Jul
20
Subprime Meltdown Continues…
July 20, 2007 | Leave a Comment
Just in case anyone is still wondering why no one is doing subprime loans anymore…
“There will be a ripple effect of forcing funds to rebalance their portfolios by selling things in a market where there just aren’t many buyers. Eventually there will be demand again for securities backed by subprime loans, because the higher-rated bonds in the subprime class are still decent investments. But that won’t happen until everybody takes a bath first.” - Guy Cecala, publisher of industry newsletter Inside Mortgage Finance (Forbes, July 18th)
Jul
10
Minnesota Legislative Changes and Prohibited Predatory Lending Practices
July 10, 2007 | Leave a Comment
House File 1004 and Senate File 988 were passed by the Minnesota Legislature to protect consumers from alleged predatory lending practices. This legislation has resulted in significant changes to Homecomings’ lending policy. These policy changes are effective for loans closing (meaning the date the note is signed) on or after August 1, 2007. Loans currently in the pipeline will be honored; however, closing must occur no later than July 31, 2007. Loans closed after July 31, 2007 must meet the new requirements.Lending changes to occur in the state of Minnesota include:
- No doc or stated income documentation will no longer be permitted in Minnesota. Only full doc and limited doc programs are available. This applies to all lien and occupancy types.
- Payment Option loans will no longer be offered. Minnesota restricts loans with a negative amortization feature.
- ARMS will be qualified at the higher of the fully indexed rate or the note rate with a payment that will fully amortize the loan over the loan term. The definition of the fully Indexed rate that is used for qualification is the index rate at the time the mortgage is locked plus the margin that will apply after the expiration of the introductory interest rate. HELOC product is qualified at the prime in effect on the 1st day of the month the loan closes, plus the margin.
- YSP is included in a 5% limit on financed fees.
- Prepayment penalties will no longer be offered on any loan product.
- Net Tangible Benefit analysis is required on all refinance transactions. The new loan must provide a tangible net benefit to the borrower considering all of the circumstances including new and previous loan terms and cost of the loan.

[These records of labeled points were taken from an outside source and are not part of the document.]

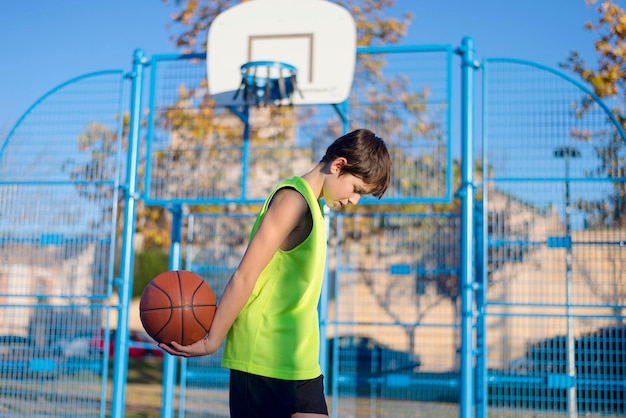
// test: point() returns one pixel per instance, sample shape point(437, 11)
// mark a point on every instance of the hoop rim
point(274, 64)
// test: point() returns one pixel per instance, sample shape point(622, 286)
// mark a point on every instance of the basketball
point(177, 305)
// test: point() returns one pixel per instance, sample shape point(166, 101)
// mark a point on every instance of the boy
point(269, 306)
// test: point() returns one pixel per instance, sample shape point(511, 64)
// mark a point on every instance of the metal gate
point(59, 179)
point(555, 255)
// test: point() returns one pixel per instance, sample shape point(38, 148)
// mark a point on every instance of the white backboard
point(315, 36)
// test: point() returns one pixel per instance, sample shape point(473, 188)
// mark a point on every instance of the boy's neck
point(315, 178)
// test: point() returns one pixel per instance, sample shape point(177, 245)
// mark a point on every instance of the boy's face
point(342, 189)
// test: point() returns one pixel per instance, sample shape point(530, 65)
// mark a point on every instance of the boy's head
point(367, 156)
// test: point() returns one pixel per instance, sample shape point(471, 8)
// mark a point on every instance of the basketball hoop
point(267, 82)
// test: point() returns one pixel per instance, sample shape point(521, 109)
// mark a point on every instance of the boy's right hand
point(199, 348)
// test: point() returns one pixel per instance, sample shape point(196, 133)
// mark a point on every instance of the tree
point(607, 78)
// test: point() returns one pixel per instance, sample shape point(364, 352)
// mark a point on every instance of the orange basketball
point(177, 306)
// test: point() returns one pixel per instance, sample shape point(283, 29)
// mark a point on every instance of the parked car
point(601, 353)
point(141, 345)
point(365, 363)
point(600, 369)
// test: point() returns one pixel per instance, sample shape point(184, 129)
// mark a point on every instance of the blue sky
point(45, 43)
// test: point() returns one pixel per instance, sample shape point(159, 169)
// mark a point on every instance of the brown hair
point(367, 156)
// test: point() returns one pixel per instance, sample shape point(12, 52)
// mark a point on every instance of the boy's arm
point(283, 215)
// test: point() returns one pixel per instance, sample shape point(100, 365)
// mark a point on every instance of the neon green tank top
point(277, 332)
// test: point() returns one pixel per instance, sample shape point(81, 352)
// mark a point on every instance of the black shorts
point(253, 396)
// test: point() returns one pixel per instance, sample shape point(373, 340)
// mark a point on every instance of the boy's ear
point(337, 164)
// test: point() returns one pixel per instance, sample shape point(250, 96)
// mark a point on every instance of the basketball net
point(267, 83)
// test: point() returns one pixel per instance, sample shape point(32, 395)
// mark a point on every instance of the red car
point(140, 346)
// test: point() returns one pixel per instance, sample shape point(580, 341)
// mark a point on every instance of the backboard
point(316, 37)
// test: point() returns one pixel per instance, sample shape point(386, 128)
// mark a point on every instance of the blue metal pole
point(120, 362)
point(467, 229)
point(169, 362)
point(244, 115)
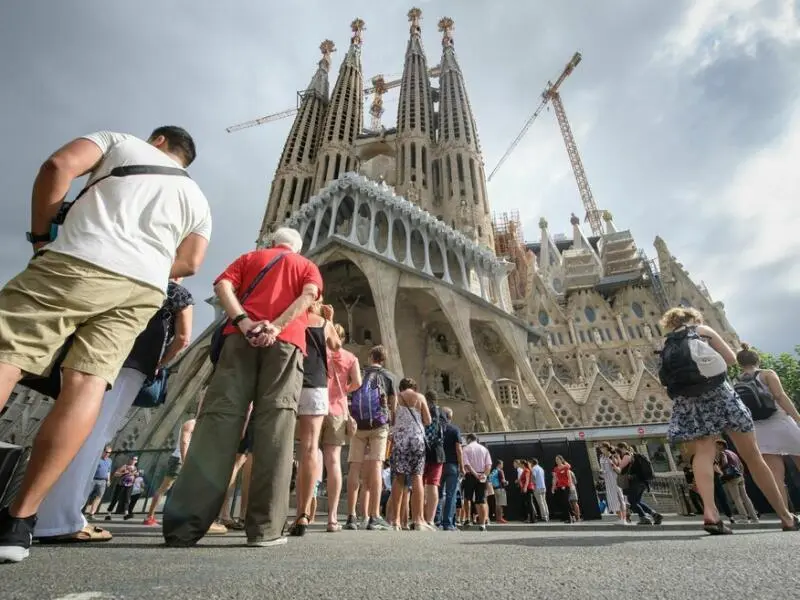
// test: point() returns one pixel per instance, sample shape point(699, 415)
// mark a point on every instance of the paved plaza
point(590, 561)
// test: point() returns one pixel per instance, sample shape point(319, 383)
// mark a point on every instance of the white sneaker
point(262, 543)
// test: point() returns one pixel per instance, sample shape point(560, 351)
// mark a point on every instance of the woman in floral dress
point(408, 451)
point(702, 412)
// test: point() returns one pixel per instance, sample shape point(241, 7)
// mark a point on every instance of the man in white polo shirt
point(477, 464)
point(98, 279)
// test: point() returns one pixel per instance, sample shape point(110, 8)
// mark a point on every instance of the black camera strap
point(124, 171)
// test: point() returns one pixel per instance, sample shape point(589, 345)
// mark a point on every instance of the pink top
point(339, 365)
point(477, 457)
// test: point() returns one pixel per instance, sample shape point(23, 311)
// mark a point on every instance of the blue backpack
point(368, 404)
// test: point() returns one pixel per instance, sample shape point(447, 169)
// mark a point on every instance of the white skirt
point(779, 434)
point(313, 402)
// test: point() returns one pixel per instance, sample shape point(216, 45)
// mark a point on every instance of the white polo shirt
point(133, 225)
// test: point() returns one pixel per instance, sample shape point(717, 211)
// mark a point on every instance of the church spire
point(294, 176)
point(345, 116)
point(463, 191)
point(415, 129)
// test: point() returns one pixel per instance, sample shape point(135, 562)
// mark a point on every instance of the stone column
point(383, 283)
point(516, 348)
point(456, 310)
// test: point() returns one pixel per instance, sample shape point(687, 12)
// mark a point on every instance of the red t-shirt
point(561, 474)
point(276, 291)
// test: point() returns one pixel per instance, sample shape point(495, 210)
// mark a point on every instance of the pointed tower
point(460, 165)
point(345, 116)
point(294, 176)
point(415, 129)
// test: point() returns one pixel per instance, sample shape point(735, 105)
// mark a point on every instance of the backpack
point(689, 365)
point(756, 396)
point(642, 468)
point(434, 437)
point(368, 403)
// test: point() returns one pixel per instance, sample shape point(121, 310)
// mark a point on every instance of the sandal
point(718, 528)
point(298, 529)
point(87, 534)
point(795, 526)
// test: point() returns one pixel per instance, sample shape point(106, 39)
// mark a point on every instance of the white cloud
point(711, 27)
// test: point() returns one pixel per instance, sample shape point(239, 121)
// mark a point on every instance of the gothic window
point(424, 167)
point(473, 181)
point(304, 193)
point(609, 369)
point(292, 190)
point(337, 165)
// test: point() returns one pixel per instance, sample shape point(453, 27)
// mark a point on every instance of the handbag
point(154, 391)
point(218, 338)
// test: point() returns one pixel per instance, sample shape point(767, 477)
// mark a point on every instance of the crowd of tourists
point(99, 312)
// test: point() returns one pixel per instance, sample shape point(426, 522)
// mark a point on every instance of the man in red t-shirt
point(260, 362)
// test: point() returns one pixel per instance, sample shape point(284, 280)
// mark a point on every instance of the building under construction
point(558, 330)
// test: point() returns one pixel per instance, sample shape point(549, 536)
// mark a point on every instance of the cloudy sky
point(686, 114)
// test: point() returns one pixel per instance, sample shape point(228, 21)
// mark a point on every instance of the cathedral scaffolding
point(507, 229)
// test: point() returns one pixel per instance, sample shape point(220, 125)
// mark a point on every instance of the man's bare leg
point(60, 437)
point(9, 378)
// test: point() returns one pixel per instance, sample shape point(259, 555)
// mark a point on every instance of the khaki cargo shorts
point(58, 295)
point(334, 430)
point(369, 445)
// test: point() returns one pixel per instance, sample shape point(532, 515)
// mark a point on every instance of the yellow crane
point(379, 87)
point(551, 95)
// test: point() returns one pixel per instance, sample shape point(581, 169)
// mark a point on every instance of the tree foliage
point(786, 365)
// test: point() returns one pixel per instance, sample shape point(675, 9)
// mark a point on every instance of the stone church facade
point(514, 335)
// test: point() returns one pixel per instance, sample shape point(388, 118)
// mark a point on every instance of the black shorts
point(474, 490)
point(246, 445)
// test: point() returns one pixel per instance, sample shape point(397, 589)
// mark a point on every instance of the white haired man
point(260, 362)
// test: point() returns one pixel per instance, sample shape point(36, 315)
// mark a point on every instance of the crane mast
point(552, 96)
point(592, 214)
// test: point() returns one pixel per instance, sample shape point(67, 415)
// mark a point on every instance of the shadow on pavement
point(585, 540)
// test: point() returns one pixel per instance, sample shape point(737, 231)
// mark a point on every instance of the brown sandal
point(89, 533)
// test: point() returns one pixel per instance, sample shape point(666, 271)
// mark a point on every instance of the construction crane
point(551, 95)
point(379, 87)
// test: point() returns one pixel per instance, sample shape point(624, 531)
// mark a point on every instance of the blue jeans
point(446, 510)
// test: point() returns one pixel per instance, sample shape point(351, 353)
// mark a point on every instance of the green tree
point(786, 365)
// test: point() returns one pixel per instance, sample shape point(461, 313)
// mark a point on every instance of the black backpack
point(680, 372)
point(642, 468)
point(756, 396)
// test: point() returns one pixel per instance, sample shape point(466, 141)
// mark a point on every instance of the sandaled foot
point(87, 534)
point(718, 528)
point(795, 525)
point(298, 528)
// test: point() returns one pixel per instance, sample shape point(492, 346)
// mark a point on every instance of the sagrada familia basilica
point(513, 334)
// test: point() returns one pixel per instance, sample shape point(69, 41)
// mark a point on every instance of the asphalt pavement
point(592, 561)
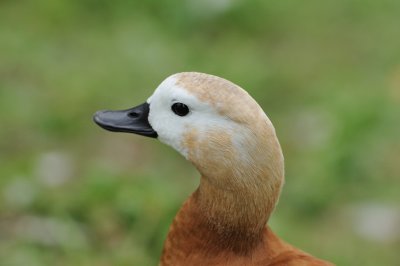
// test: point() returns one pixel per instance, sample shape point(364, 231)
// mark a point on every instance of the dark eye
point(180, 109)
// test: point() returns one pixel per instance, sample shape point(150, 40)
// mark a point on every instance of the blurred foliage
point(326, 72)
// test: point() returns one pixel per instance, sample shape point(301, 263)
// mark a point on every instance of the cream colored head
point(226, 134)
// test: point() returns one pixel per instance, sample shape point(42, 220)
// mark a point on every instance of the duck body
point(225, 134)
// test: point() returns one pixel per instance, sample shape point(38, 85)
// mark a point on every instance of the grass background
point(326, 72)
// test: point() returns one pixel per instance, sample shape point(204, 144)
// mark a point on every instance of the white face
point(172, 127)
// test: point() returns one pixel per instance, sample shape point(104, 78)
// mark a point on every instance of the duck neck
point(240, 211)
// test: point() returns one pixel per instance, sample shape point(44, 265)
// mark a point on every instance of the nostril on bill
point(133, 114)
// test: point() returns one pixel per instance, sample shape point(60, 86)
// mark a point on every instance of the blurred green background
point(326, 72)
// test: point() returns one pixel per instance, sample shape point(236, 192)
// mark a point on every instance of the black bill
point(134, 120)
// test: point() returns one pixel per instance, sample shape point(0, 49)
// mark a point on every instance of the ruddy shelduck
point(225, 134)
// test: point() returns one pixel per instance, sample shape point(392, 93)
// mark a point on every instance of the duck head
point(220, 129)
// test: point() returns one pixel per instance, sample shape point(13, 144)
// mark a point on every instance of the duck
point(219, 128)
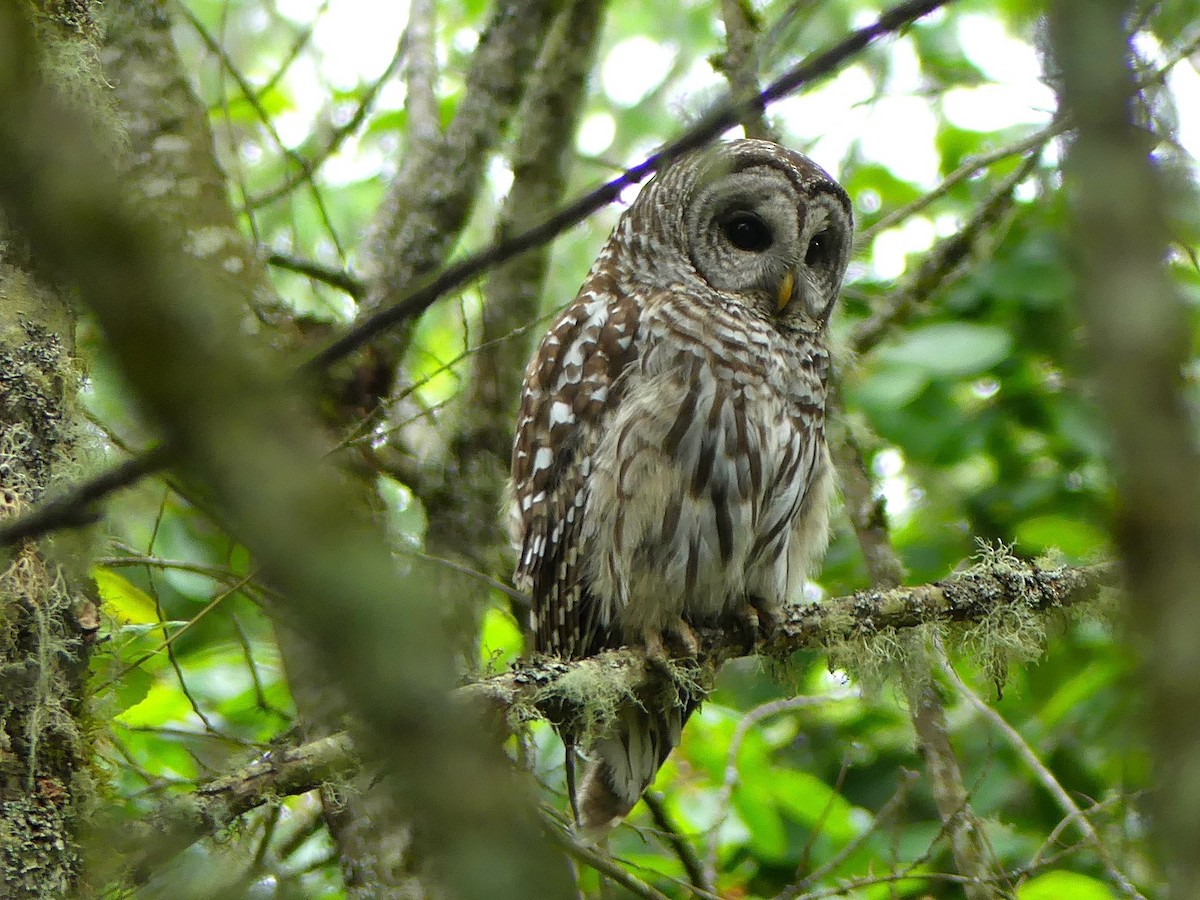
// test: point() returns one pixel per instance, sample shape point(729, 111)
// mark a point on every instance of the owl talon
point(767, 617)
point(676, 641)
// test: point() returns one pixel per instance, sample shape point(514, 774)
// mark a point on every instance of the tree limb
point(472, 267)
point(546, 687)
point(721, 118)
point(1139, 330)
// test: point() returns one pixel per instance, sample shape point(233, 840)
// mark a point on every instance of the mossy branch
point(999, 589)
point(989, 603)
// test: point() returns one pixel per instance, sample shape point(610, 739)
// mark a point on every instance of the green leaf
point(1073, 537)
point(1057, 885)
point(501, 639)
point(952, 348)
point(811, 802)
point(124, 600)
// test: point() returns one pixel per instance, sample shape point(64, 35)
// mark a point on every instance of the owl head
point(755, 222)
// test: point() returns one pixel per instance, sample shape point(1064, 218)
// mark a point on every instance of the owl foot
point(755, 622)
point(676, 641)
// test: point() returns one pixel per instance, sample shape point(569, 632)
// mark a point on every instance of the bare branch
point(678, 843)
point(421, 103)
point(504, 249)
point(718, 120)
point(1074, 815)
point(537, 688)
point(739, 64)
point(219, 803)
point(1139, 330)
point(330, 275)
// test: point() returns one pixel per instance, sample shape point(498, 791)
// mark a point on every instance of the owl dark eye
point(748, 232)
point(820, 252)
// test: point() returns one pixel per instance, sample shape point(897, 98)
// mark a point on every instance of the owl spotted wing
point(570, 387)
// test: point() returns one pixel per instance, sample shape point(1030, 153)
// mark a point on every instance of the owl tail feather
point(622, 765)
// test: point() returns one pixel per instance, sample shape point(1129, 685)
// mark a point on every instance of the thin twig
point(885, 815)
point(589, 855)
point(719, 119)
point(731, 775)
point(73, 505)
point(329, 275)
point(679, 843)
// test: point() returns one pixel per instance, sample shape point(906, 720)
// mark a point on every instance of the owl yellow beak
point(785, 292)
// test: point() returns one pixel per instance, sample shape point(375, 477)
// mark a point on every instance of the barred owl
point(670, 466)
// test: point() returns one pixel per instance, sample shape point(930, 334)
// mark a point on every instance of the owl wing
point(570, 389)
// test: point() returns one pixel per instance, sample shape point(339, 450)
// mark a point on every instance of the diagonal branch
point(472, 267)
point(549, 687)
point(721, 118)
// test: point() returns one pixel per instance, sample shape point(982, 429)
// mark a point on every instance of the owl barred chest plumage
point(670, 465)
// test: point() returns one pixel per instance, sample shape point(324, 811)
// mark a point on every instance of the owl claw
point(755, 622)
point(767, 616)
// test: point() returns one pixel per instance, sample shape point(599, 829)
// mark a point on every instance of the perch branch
point(537, 688)
point(219, 803)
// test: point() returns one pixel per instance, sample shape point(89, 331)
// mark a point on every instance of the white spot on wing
point(561, 414)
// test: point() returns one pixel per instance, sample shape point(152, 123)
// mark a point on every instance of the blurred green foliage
point(977, 417)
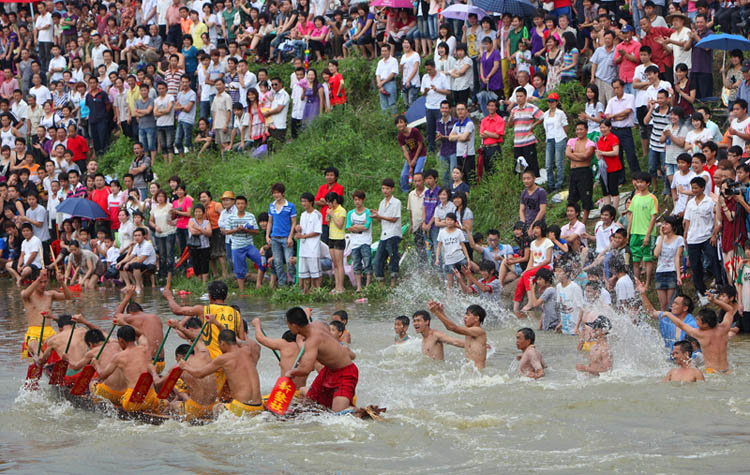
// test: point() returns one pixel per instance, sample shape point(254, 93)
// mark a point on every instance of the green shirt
point(642, 207)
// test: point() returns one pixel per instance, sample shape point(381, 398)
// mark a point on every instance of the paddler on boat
point(37, 300)
point(131, 362)
point(59, 342)
point(226, 315)
point(336, 383)
point(196, 397)
point(148, 327)
point(239, 364)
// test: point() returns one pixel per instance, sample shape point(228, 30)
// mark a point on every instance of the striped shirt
point(523, 118)
point(659, 122)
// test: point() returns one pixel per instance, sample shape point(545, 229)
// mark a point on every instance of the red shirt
point(607, 144)
point(321, 195)
point(336, 84)
point(79, 147)
point(101, 198)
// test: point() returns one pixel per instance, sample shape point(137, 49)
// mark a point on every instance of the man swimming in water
point(400, 326)
point(131, 362)
point(432, 340)
point(475, 343)
point(286, 346)
point(682, 355)
point(147, 326)
point(600, 358)
point(532, 364)
point(37, 300)
point(239, 364)
point(336, 383)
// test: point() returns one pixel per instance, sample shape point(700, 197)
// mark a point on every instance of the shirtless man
point(475, 343)
point(239, 363)
point(37, 300)
point(682, 355)
point(532, 364)
point(286, 346)
point(147, 326)
point(336, 383)
point(432, 340)
point(199, 398)
point(600, 359)
point(131, 362)
point(58, 343)
point(712, 335)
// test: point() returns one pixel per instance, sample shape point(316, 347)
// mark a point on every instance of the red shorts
point(331, 383)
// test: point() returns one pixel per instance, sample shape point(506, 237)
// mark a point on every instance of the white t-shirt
point(569, 303)
point(145, 248)
point(452, 245)
point(539, 253)
point(310, 223)
point(45, 36)
point(30, 246)
point(681, 182)
point(163, 103)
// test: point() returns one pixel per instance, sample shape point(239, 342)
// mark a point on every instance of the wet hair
point(181, 350)
point(297, 316)
point(685, 346)
point(64, 320)
point(217, 290)
point(478, 311)
point(228, 337)
point(422, 313)
point(93, 336)
point(708, 317)
point(528, 334)
point(339, 326)
point(127, 333)
point(344, 316)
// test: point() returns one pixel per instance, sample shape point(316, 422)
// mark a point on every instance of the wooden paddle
point(145, 380)
point(283, 392)
point(82, 383)
point(35, 372)
point(176, 372)
point(57, 376)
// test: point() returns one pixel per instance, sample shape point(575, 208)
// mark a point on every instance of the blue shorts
point(239, 261)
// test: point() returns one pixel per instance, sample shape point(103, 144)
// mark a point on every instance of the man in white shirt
point(389, 215)
point(621, 111)
point(436, 87)
point(385, 79)
point(699, 230)
point(279, 109)
point(44, 33)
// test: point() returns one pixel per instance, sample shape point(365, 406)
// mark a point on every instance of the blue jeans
point(239, 260)
point(405, 172)
point(387, 248)
point(556, 153)
point(281, 255)
point(410, 94)
point(431, 116)
point(362, 259)
point(184, 135)
point(165, 246)
point(451, 162)
point(147, 137)
point(388, 102)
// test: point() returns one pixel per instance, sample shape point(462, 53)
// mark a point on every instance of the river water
point(443, 417)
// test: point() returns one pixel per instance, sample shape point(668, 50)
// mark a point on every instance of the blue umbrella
point(521, 8)
point(725, 42)
point(82, 208)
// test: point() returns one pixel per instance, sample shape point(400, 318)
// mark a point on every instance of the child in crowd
point(400, 326)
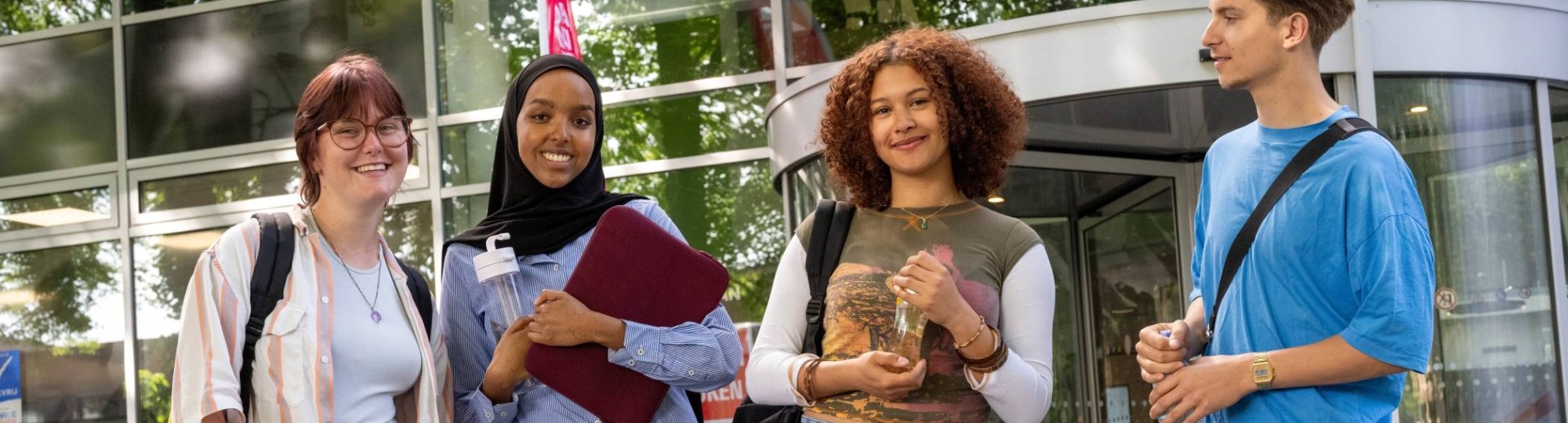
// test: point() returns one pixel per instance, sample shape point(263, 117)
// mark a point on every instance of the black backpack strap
point(1293, 172)
point(269, 280)
point(829, 231)
point(421, 291)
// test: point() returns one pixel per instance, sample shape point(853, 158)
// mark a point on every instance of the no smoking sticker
point(1446, 300)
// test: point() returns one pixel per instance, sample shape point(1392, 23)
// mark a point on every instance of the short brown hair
point(1323, 16)
point(982, 117)
point(335, 95)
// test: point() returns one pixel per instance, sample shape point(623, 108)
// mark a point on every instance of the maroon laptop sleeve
point(636, 272)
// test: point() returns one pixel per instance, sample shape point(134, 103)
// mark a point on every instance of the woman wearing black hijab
point(548, 193)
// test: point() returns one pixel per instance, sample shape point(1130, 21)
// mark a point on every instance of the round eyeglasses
point(349, 134)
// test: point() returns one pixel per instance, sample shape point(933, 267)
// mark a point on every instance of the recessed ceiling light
point(56, 217)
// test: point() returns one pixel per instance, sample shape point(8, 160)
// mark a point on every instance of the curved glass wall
point(1475, 150)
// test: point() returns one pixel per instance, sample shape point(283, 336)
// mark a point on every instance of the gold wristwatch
point(1263, 372)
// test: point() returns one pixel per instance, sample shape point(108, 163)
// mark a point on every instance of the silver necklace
point(916, 219)
point(372, 303)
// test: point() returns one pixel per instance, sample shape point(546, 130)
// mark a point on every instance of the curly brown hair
point(982, 117)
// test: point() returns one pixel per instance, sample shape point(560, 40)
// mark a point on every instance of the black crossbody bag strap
point(829, 231)
point(1304, 161)
point(269, 280)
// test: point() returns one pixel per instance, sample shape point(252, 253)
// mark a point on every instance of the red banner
point(720, 405)
point(559, 34)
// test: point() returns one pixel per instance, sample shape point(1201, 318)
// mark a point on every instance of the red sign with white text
point(720, 405)
point(561, 29)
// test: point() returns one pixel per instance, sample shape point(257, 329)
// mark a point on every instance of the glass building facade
point(139, 131)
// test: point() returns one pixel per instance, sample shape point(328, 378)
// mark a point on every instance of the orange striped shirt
point(292, 377)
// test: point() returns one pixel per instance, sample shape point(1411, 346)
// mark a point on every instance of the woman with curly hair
point(916, 128)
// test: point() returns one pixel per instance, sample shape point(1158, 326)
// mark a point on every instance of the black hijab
point(542, 219)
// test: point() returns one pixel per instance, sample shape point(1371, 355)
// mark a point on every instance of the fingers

- A residential mortgage loan may not pay off in full or part a “special mortgage” without a written certification from the borrower from an authorized, independent loan counselor. The counselor must indicate that borrower has received counseling on the suitability of the transaction. “Special mortgage” is defined as a residential mortgage loan subsidized by a non-profit, government or quasi government agency containing loan terms that substantially benefit the borrower. An authorized loan counselor means someone certified and associated or working for a recognized non profit agency, HUD or city or state governmental agency.